Regierungen und Bevölkerungen durch Flüchtlingswelle überfordert?

Hat zwar nicht direkt mit den übergriffen zutuen aber ich wollte mal einen positiven Eindruck von Flüchtlingen für mich wiedergeben.
War am Samstag in einer Disco dort waren auch 2 Flüchtlinge ( wurden beide von einem Mädel eingeladen, sprich keine Eintritts kosten)
Innen haben sie sich zusammen eine Flasche Wasser gekauft und diese immer am Hahn im Klo aufgefüllt.
Keine Sorge am Vorbei gehen hatten die beide keine "Drogenaugen".
Aufjedenfall haben die Beiden sehr eng zusammen getanzt und man hat gemerkt das die beiden zusammen sind. Sie waren jedem sehr freundlich gegenüber und haben sich null aufgeführt soweit ich das mitbekommen habe.
Auf was ich hinaus will, dass ich es sehr schade finden würde wenn wegen sowas wie Köln solche Menschen sich hier nicht mehr sicher fühlen könnten. Da die beiden schwul waren bezweifelt ich dass sie in ihrem Land glücklich waren und man hat ihnen einfach angesehen wie sie es genossen haben sich öffentlich zuküssen und eng zutanzen.
Fände ich echt erfrischend da man fast nur negatives hört.
 
Echt? Es ist doch afaik noch nicht bekannt, wieviele Täter es waren und wieviele davon vielleicht Flüchtlinge.
Das ist mitlerweile so wie ich das mitgekriegt habe Konsens, dass ein Großteil der Täter Flüchtlinge(*) waren.
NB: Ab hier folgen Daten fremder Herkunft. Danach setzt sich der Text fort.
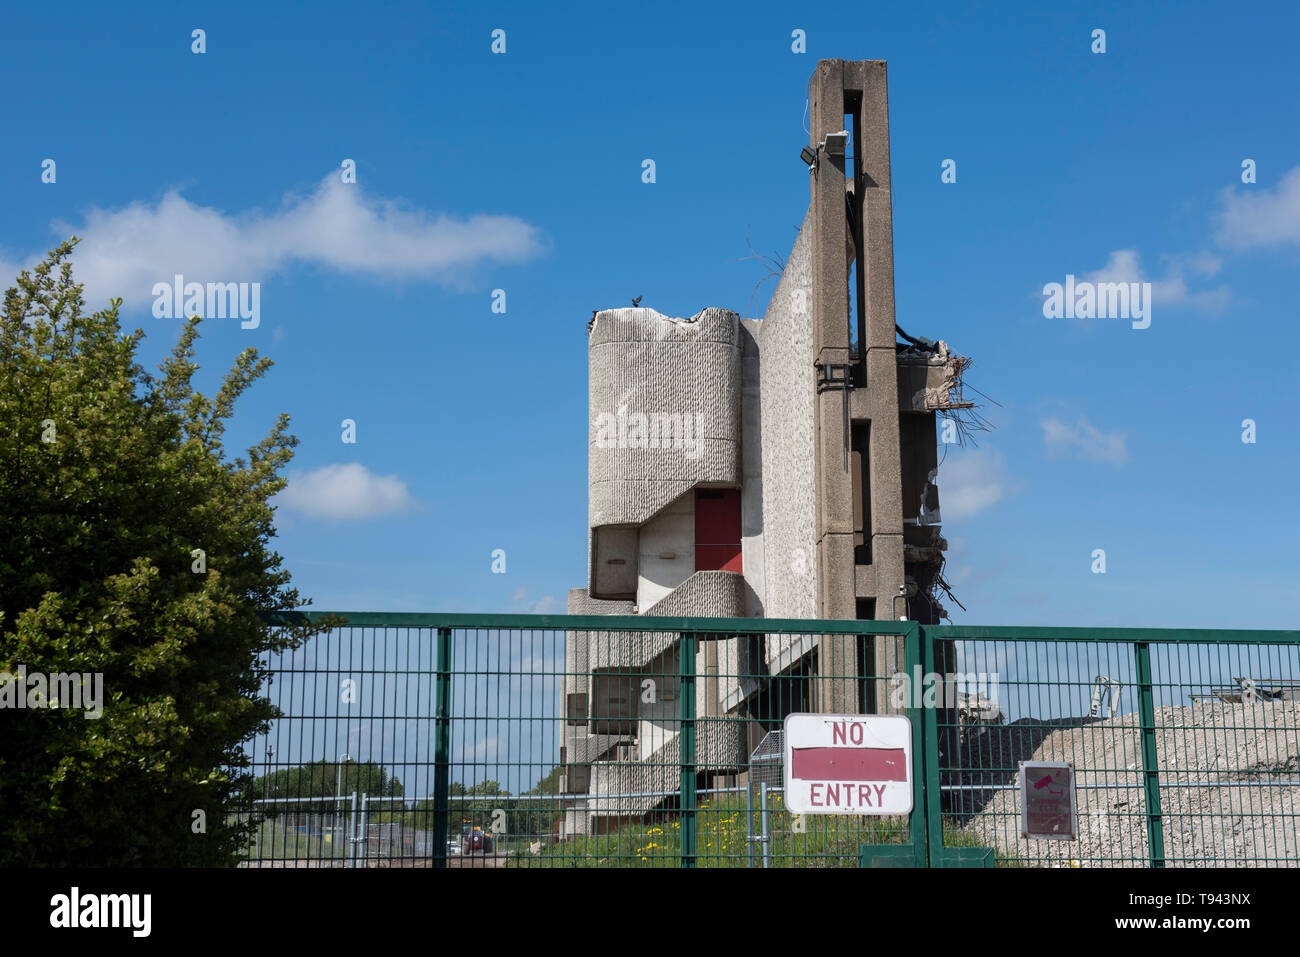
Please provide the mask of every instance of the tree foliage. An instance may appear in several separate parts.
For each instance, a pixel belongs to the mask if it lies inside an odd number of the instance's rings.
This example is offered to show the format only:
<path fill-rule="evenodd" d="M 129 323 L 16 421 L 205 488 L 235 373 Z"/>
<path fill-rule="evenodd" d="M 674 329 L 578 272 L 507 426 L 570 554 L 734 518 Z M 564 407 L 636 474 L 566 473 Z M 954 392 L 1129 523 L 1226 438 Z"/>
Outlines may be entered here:
<path fill-rule="evenodd" d="M 564 792 L 564 767 L 557 764 L 551 770 L 547 771 L 532 788 L 525 791 L 525 794 L 562 794 Z"/>
<path fill-rule="evenodd" d="M 226 422 L 270 360 L 245 349 L 197 392 L 196 317 L 146 373 L 120 299 L 83 311 L 77 241 L 24 270 L 0 317 L 0 671 L 102 673 L 104 710 L 0 711 L 0 866 L 230 864 L 243 744 L 276 715 L 263 658 L 324 627 L 261 617 L 303 604 L 270 548 L 297 440 L 282 414 L 228 460 Z"/>
<path fill-rule="evenodd" d="M 563 768 L 560 767 L 553 768 L 535 787 L 518 796 L 492 779 L 469 787 L 452 781 L 447 787 L 448 834 L 455 836 L 465 826 L 477 826 L 492 830 L 499 838 L 547 836 L 556 822 L 564 818 L 564 808 L 558 800 L 546 798 L 558 795 L 562 786 Z M 432 798 L 417 801 L 406 812 L 404 823 L 432 827 L 434 808 Z"/>
<path fill-rule="evenodd" d="M 253 784 L 253 794 L 258 798 L 336 797 L 354 791 L 371 797 L 403 794 L 402 782 L 373 761 L 313 761 L 272 771 Z"/>

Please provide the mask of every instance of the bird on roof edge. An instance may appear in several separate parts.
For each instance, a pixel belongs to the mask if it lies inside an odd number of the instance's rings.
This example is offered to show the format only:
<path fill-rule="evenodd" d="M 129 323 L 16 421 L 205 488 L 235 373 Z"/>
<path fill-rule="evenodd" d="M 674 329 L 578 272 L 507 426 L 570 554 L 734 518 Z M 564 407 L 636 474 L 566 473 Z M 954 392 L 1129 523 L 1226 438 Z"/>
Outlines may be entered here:
<path fill-rule="evenodd" d="M 635 299 L 632 300 L 632 306 L 633 306 L 633 308 L 635 308 L 635 307 L 641 305 L 641 300 L 642 300 L 642 298 L 643 298 L 642 296 L 637 296 Z"/>

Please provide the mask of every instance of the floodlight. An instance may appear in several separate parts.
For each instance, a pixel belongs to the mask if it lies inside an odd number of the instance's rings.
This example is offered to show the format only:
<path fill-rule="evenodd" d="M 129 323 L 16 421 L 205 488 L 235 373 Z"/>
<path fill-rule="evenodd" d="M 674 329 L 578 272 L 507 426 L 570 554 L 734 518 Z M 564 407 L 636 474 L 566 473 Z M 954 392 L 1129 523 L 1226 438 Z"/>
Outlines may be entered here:
<path fill-rule="evenodd" d="M 822 147 L 831 156 L 843 156 L 844 151 L 848 148 L 849 131 L 840 130 L 838 133 L 827 133 L 826 139 L 822 140 Z"/>

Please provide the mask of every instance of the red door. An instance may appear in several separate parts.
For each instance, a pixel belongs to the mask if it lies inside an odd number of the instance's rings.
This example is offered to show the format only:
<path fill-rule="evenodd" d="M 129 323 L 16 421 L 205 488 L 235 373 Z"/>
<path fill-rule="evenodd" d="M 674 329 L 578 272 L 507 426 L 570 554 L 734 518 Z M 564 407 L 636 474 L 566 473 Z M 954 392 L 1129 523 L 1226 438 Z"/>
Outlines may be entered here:
<path fill-rule="evenodd" d="M 695 490 L 695 570 L 744 571 L 740 558 L 740 490 Z"/>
Nachdem es die ersten Tage danach hieß 'man weiß es nicht' sickerte das dann immer mehr durch, jedenfalls weisen sowohl verschiedene Augenzeugenberichte als auch offizielle und inoffizielle der Polizei bzw. von Polizisten darauf hin.

Das scheint auch nicht nur ein deutsches Problem zu sein, wie ich gelesen habe, hat man in Finnland nun auch Probleme mit Kriminalität in Parks u.ä., während es derartiges dort vorher in dem Ausmaß nie gegeben hat vorher.


(*) Jedenfalls Menschen, die hier als Flüchtlinge registriert sind.
 
Zuletzt bearbeitet:


Konsens in den "sozialen" Medien, oder bei den Ermittlungsbehörden?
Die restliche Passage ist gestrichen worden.